NIC Bank net profit dips by 3.5pc, increases loan loss provision, lender

Loan loss provisions swell by 120 per cent to its current Sh3.7 billion in the period under review from Sh1.6 billion reported previously.

 

The lender says the additional provisions were taken to support the non-performing loans of a few large corporate customers that were impaired in the previous year, 2015.

Loan loss provisions swell by 120 per cent to its current Sh3.7 billion in the period under review from Sh1.6 billion reported previously (2015).

The overall non-performing loans (NPL) ratio, however, declined year on year from 11.2 per cent to 10.8 per cent.

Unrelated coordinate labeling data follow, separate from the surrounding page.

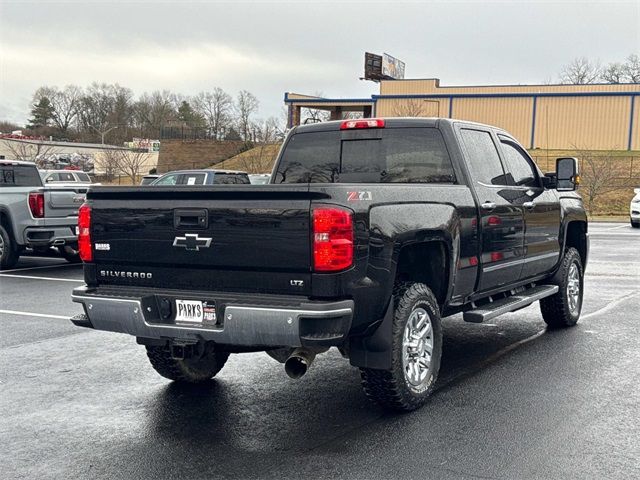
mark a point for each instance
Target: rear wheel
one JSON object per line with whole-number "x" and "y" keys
{"x": 416, "y": 351}
{"x": 9, "y": 253}
{"x": 195, "y": 369}
{"x": 563, "y": 309}
{"x": 69, "y": 253}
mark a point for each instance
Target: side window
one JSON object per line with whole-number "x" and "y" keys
{"x": 168, "y": 180}
{"x": 484, "y": 161}
{"x": 518, "y": 165}
{"x": 192, "y": 179}
{"x": 19, "y": 176}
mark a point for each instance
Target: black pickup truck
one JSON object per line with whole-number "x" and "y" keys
{"x": 370, "y": 232}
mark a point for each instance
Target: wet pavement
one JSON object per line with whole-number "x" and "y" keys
{"x": 513, "y": 401}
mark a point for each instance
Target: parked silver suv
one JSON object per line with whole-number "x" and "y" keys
{"x": 35, "y": 216}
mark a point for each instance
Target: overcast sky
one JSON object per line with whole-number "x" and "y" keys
{"x": 314, "y": 46}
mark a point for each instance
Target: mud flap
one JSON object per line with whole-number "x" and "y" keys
{"x": 374, "y": 350}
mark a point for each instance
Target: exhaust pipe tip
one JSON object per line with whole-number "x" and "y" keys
{"x": 296, "y": 367}
{"x": 298, "y": 363}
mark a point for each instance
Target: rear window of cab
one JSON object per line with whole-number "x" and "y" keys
{"x": 394, "y": 155}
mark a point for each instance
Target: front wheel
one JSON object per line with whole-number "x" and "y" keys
{"x": 416, "y": 351}
{"x": 196, "y": 369}
{"x": 563, "y": 309}
{"x": 9, "y": 253}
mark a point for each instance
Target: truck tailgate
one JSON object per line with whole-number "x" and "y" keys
{"x": 63, "y": 201}
{"x": 207, "y": 237}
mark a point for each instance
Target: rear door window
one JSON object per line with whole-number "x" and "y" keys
{"x": 19, "y": 176}
{"x": 231, "y": 179}
{"x": 168, "y": 180}
{"x": 192, "y": 179}
{"x": 396, "y": 155}
{"x": 518, "y": 164}
{"x": 484, "y": 161}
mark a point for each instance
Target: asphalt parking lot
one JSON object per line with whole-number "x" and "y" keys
{"x": 514, "y": 401}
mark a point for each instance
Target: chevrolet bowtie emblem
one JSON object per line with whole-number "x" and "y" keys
{"x": 191, "y": 241}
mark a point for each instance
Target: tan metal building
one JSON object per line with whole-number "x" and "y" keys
{"x": 595, "y": 117}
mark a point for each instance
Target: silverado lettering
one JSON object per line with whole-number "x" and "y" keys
{"x": 369, "y": 233}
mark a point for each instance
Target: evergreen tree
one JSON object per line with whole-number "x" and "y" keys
{"x": 189, "y": 116}
{"x": 42, "y": 113}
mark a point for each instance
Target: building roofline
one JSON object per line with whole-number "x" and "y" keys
{"x": 586, "y": 85}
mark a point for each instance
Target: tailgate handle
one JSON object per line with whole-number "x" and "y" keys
{"x": 191, "y": 218}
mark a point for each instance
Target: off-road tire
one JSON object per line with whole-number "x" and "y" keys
{"x": 390, "y": 388}
{"x": 10, "y": 253}
{"x": 555, "y": 309}
{"x": 191, "y": 370}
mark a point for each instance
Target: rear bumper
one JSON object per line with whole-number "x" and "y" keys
{"x": 246, "y": 322}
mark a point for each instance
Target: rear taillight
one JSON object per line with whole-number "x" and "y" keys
{"x": 36, "y": 204}
{"x": 85, "y": 248}
{"x": 362, "y": 123}
{"x": 332, "y": 239}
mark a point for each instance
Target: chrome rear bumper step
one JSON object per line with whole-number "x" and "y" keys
{"x": 509, "y": 304}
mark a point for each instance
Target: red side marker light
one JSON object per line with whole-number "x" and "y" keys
{"x": 85, "y": 247}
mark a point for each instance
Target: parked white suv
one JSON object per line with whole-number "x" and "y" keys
{"x": 634, "y": 209}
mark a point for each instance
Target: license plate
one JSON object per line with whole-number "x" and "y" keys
{"x": 189, "y": 311}
{"x": 195, "y": 311}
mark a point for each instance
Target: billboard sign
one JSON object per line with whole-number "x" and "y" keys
{"x": 144, "y": 144}
{"x": 392, "y": 67}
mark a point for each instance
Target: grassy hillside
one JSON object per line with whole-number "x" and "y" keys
{"x": 259, "y": 159}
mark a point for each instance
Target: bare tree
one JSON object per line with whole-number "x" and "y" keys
{"x": 110, "y": 164}
{"x": 410, "y": 108}
{"x": 65, "y": 103}
{"x": 580, "y": 71}
{"x": 632, "y": 68}
{"x": 614, "y": 73}
{"x": 217, "y": 107}
{"x": 29, "y": 151}
{"x": 154, "y": 111}
{"x": 246, "y": 105}
{"x": 132, "y": 163}
{"x": 601, "y": 174}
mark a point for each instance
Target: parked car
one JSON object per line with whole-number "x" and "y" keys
{"x": 149, "y": 179}
{"x": 634, "y": 209}
{"x": 36, "y": 216}
{"x": 259, "y": 178}
{"x": 202, "y": 177}
{"x": 64, "y": 176}
{"x": 369, "y": 233}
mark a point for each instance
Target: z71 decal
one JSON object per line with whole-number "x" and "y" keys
{"x": 358, "y": 196}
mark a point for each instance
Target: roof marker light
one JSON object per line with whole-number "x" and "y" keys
{"x": 362, "y": 123}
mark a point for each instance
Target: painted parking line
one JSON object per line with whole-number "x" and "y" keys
{"x": 53, "y": 265}
{"x": 81, "y": 280}
{"x": 31, "y": 314}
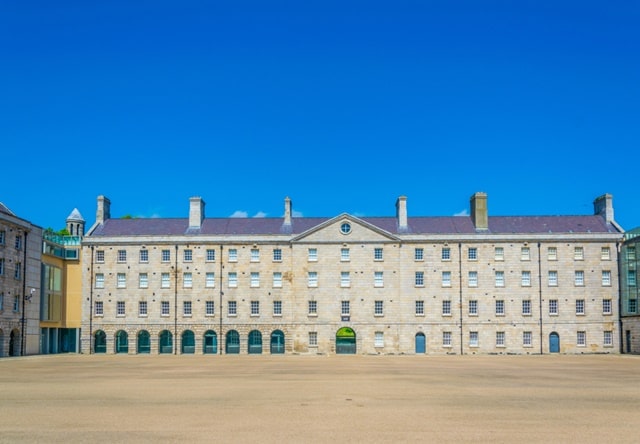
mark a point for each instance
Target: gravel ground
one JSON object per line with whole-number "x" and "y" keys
{"x": 282, "y": 399}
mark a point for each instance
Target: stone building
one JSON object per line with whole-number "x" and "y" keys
{"x": 345, "y": 284}
{"x": 20, "y": 245}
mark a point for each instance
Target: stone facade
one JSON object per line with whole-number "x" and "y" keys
{"x": 387, "y": 285}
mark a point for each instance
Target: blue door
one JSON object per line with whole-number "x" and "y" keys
{"x": 554, "y": 343}
{"x": 421, "y": 345}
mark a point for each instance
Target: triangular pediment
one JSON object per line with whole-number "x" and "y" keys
{"x": 345, "y": 228}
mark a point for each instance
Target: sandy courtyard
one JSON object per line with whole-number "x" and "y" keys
{"x": 277, "y": 399}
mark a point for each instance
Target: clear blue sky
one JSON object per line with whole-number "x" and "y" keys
{"x": 343, "y": 106}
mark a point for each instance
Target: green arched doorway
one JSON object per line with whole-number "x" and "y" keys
{"x": 346, "y": 341}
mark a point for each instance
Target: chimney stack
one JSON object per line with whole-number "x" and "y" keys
{"x": 196, "y": 212}
{"x": 401, "y": 214}
{"x": 479, "y": 211}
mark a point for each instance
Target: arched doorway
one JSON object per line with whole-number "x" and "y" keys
{"x": 421, "y": 343}
{"x": 277, "y": 342}
{"x": 210, "y": 342}
{"x": 122, "y": 342}
{"x": 346, "y": 341}
{"x": 255, "y": 342}
{"x": 100, "y": 342}
{"x": 144, "y": 342}
{"x": 14, "y": 343}
{"x": 554, "y": 343}
{"x": 232, "y": 346}
{"x": 188, "y": 342}
{"x": 166, "y": 342}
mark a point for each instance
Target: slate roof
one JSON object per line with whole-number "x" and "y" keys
{"x": 417, "y": 225}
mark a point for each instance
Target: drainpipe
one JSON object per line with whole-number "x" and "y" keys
{"x": 90, "y": 305}
{"x": 540, "y": 294}
{"x": 460, "y": 285}
{"x": 175, "y": 306}
{"x": 220, "y": 305}
{"x": 24, "y": 295}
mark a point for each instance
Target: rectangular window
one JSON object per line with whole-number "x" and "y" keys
{"x": 313, "y": 339}
{"x": 606, "y": 306}
{"x": 187, "y": 280}
{"x": 99, "y": 280}
{"x": 419, "y": 279}
{"x": 473, "y": 339}
{"x": 209, "y": 307}
{"x": 526, "y": 279}
{"x": 446, "y": 339}
{"x": 378, "y": 279}
{"x": 582, "y": 339}
{"x": 606, "y": 278}
{"x": 143, "y": 280}
{"x": 553, "y": 278}
{"x": 526, "y": 307}
{"x": 277, "y": 279}
{"x": 277, "y": 308}
{"x": 312, "y": 279}
{"x": 579, "y": 278}
{"x": 553, "y": 307}
{"x": 379, "y": 339}
{"x": 473, "y": 279}
{"x": 255, "y": 279}
{"x": 121, "y": 280}
{"x": 165, "y": 280}
{"x": 446, "y": 279}
{"x": 210, "y": 279}
{"x": 579, "y": 306}
{"x": 233, "y": 279}
{"x": 379, "y": 308}
{"x": 499, "y": 307}
{"x": 473, "y": 307}
{"x": 345, "y": 279}
{"x": 499, "y": 278}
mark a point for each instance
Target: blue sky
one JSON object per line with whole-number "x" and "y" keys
{"x": 342, "y": 106}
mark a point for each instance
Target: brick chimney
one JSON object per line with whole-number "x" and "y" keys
{"x": 479, "y": 211}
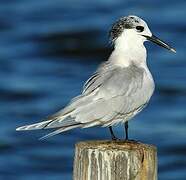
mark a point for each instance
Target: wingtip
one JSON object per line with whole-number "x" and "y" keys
{"x": 20, "y": 128}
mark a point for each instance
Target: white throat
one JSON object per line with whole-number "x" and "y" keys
{"x": 129, "y": 48}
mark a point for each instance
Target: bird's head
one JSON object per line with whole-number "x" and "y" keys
{"x": 134, "y": 29}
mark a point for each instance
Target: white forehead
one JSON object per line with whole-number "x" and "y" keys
{"x": 137, "y": 20}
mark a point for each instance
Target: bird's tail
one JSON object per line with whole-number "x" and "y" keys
{"x": 52, "y": 123}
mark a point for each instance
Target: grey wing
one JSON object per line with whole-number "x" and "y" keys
{"x": 119, "y": 92}
{"x": 112, "y": 92}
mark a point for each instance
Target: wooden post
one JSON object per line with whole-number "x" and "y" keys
{"x": 115, "y": 160}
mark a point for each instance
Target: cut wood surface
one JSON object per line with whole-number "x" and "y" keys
{"x": 115, "y": 160}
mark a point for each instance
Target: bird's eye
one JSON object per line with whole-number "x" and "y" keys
{"x": 139, "y": 28}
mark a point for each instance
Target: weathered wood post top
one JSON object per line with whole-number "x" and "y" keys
{"x": 115, "y": 160}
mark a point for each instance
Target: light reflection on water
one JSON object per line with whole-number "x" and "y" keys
{"x": 49, "y": 48}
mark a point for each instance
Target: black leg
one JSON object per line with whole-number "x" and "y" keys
{"x": 112, "y": 134}
{"x": 126, "y": 130}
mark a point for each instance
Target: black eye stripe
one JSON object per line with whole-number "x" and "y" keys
{"x": 139, "y": 28}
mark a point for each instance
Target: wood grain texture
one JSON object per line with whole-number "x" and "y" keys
{"x": 110, "y": 160}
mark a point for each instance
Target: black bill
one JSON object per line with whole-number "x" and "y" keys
{"x": 159, "y": 42}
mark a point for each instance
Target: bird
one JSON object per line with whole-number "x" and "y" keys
{"x": 118, "y": 90}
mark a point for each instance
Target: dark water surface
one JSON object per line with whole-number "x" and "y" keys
{"x": 48, "y": 48}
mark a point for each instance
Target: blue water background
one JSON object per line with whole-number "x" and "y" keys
{"x": 48, "y": 48}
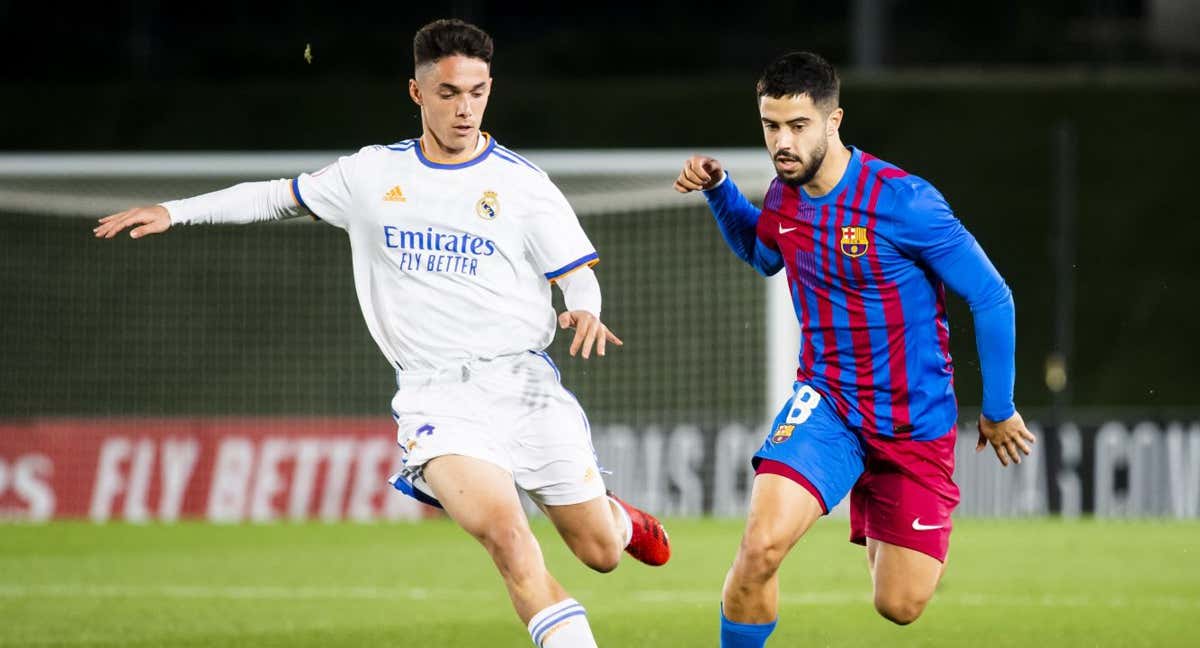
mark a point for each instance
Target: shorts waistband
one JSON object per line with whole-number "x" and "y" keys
{"x": 460, "y": 372}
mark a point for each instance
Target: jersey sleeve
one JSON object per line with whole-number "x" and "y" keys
{"x": 931, "y": 233}
{"x": 328, "y": 193}
{"x": 556, "y": 240}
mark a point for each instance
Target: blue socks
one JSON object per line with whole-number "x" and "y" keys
{"x": 744, "y": 635}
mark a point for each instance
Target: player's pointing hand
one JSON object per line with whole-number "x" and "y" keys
{"x": 144, "y": 220}
{"x": 588, "y": 331}
{"x": 699, "y": 173}
{"x": 1009, "y": 438}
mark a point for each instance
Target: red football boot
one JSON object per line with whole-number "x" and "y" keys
{"x": 649, "y": 543}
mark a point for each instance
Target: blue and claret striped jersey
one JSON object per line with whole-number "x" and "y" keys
{"x": 867, "y": 265}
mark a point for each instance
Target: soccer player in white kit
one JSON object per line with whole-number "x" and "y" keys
{"x": 455, "y": 241}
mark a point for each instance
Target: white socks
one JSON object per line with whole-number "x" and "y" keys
{"x": 629, "y": 523}
{"x": 562, "y": 625}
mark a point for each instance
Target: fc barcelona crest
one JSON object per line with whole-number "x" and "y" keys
{"x": 489, "y": 207}
{"x": 783, "y": 433}
{"x": 853, "y": 241}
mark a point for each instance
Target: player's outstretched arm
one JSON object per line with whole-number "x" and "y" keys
{"x": 144, "y": 220}
{"x": 736, "y": 216}
{"x": 700, "y": 173}
{"x": 1009, "y": 438}
{"x": 245, "y": 203}
{"x": 581, "y": 294}
{"x": 589, "y": 333}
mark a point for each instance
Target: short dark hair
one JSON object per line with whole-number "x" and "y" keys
{"x": 801, "y": 73}
{"x": 450, "y": 36}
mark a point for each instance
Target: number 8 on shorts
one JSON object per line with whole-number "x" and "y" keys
{"x": 803, "y": 403}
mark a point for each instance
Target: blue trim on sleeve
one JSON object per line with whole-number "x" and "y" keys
{"x": 295, "y": 192}
{"x": 573, "y": 265}
{"x": 519, "y": 157}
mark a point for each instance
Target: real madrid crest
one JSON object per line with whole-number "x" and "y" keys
{"x": 489, "y": 207}
{"x": 853, "y": 241}
{"x": 783, "y": 433}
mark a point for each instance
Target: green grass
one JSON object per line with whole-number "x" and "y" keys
{"x": 1018, "y": 583}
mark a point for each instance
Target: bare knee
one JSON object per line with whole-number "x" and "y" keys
{"x": 511, "y": 547}
{"x": 759, "y": 558}
{"x": 900, "y": 609}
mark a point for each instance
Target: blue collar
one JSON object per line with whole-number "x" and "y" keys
{"x": 483, "y": 155}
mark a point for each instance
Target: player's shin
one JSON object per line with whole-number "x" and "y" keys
{"x": 744, "y": 635}
{"x": 562, "y": 625}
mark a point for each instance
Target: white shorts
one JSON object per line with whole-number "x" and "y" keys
{"x": 511, "y": 412}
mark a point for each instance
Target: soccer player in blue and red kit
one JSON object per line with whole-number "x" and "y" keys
{"x": 868, "y": 250}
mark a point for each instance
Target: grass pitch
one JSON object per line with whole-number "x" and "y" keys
{"x": 1015, "y": 583}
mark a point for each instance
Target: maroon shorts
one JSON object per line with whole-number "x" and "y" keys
{"x": 906, "y": 493}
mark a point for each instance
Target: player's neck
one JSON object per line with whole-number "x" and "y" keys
{"x": 435, "y": 150}
{"x": 831, "y": 172}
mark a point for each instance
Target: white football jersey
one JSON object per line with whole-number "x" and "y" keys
{"x": 453, "y": 263}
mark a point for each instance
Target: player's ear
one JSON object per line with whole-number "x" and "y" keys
{"x": 834, "y": 121}
{"x": 414, "y": 91}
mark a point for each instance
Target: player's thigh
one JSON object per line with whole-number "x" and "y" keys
{"x": 903, "y": 576}
{"x": 552, "y": 456}
{"x": 906, "y": 496}
{"x": 478, "y": 495}
{"x": 810, "y": 444}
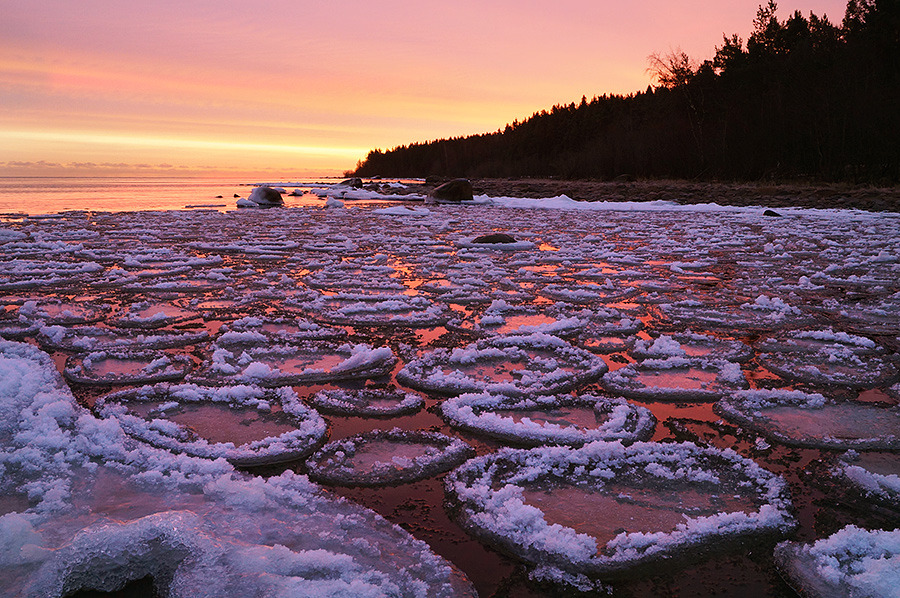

“2016 was a challenging year with various factors impacting our operating environment but our strategic shift to reach more retail and SME businesses, as well as branch expansion, continued to drive our performance,” NIC Bank’s Group Managing Director, John Gachora, told shareholders in Nairobi.

He added: “NIC Bank continued to roll out strategic partnerships over the course of the year to drive business growth especially around Asset Finance where we continue to be the clear leaders.”

On flipside, the lender’s total assets increased by Sh3.7 billion, while customer deposits remained flat. The bank’s loan portfolio went up by 8.5 percent and now stands at Sh15 billion against a Sh13 billion mark last trading period.

Imperial bank depositors

In June 2016, the Kenya Deposit Insurance Corporation (KDIC) appointed NIC Bank to act as the Assets and Liabilities Consultant for Imperial Bank Limited (in Receivership).

The mandate included, amongst others, an assessment of the quality of Imperial Bank assets and liabilities, disbursement of funds to depositors and other advisory services to KDIC.

So far the bank has disbursed more than Sh10 billion to Imperial Bank depositors.

“The Bank is consolidating its business and relooking at our strategy on the back of the interest rate capping law. The Bank remains a strong institution and has fully complied with the new law, We are re-evaluating our business in this new operating environment and we will be rolling out new products and services to ensure we continue being competitive by investing more in our digital platforms,” Gachora said.

Gachora noted the full effects of the new law would start being felt in the first quarter of 2017 results. The bank declared a first and final dividend of Sh1.25 per share.